The OpenAI flavor integrates directly with OpenAI's Realtime API, enabling direct Speech-to-Speech processing for user conversations. This setup allows for real-time interpretation and response generation, streamlining interactions without intermediate steps.

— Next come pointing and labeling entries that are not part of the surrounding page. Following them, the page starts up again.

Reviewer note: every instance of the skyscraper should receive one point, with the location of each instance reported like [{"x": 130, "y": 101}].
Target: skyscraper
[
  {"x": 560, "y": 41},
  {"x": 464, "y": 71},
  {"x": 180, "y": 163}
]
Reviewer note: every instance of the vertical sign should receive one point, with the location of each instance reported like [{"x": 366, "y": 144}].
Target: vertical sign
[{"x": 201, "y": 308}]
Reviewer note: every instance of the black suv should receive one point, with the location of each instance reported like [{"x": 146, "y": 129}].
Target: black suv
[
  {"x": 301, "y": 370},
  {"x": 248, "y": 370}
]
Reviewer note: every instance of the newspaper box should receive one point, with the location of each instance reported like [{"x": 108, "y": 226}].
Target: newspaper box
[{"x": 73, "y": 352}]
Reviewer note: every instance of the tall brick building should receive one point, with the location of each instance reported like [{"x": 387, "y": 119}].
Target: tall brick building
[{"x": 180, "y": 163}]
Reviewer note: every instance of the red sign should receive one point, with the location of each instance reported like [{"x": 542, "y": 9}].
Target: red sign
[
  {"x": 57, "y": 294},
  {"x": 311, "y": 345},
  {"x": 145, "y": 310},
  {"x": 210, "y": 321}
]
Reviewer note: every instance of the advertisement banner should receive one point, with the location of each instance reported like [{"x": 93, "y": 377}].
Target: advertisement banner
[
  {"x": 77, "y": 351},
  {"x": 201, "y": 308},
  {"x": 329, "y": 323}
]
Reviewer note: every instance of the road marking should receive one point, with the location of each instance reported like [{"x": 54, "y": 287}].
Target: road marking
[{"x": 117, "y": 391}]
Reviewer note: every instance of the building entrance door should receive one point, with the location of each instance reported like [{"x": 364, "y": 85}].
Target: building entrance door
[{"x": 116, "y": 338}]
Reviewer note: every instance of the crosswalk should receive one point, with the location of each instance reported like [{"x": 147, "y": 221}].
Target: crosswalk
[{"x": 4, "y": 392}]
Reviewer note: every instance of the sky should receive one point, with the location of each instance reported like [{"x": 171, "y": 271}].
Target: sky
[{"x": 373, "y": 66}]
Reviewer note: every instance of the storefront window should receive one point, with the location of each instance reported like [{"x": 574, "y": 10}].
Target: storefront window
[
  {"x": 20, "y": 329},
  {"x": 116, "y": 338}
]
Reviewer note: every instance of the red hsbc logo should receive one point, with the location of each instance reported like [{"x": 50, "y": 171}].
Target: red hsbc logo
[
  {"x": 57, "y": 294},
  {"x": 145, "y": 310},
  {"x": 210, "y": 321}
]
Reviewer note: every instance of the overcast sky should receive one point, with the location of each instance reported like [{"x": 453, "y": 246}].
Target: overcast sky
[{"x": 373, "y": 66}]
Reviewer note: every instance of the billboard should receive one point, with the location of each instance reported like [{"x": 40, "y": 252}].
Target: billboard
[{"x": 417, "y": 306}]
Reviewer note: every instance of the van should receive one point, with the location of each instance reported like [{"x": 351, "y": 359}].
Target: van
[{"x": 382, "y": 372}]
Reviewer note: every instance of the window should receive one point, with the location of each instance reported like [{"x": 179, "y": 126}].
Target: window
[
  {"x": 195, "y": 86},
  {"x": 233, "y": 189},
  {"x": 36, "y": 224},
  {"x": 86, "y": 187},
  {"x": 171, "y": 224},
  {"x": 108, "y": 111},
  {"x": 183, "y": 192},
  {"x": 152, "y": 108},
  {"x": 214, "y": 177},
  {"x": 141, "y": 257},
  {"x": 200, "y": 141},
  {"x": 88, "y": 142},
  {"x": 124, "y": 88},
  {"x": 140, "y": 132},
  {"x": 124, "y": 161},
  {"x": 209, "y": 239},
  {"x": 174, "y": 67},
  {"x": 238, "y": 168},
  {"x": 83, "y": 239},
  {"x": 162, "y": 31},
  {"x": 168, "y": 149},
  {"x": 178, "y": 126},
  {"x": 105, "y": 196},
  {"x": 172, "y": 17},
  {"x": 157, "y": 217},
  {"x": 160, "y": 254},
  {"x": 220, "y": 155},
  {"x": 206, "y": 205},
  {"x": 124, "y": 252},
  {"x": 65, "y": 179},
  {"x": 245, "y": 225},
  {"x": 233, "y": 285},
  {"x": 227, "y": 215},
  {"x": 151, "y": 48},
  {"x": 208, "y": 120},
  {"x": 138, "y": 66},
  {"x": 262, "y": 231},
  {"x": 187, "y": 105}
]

The project uses the native WebSocket connection to push the decapsulated RTP from the user to the OpenAI engine and get the response back. Then, it grabs the response, packs it back by adding the RTP header and streams it back to the user.
It does not have any transcoding capabilities, thus communication is limited to g711 PCMU and PCMA codecs.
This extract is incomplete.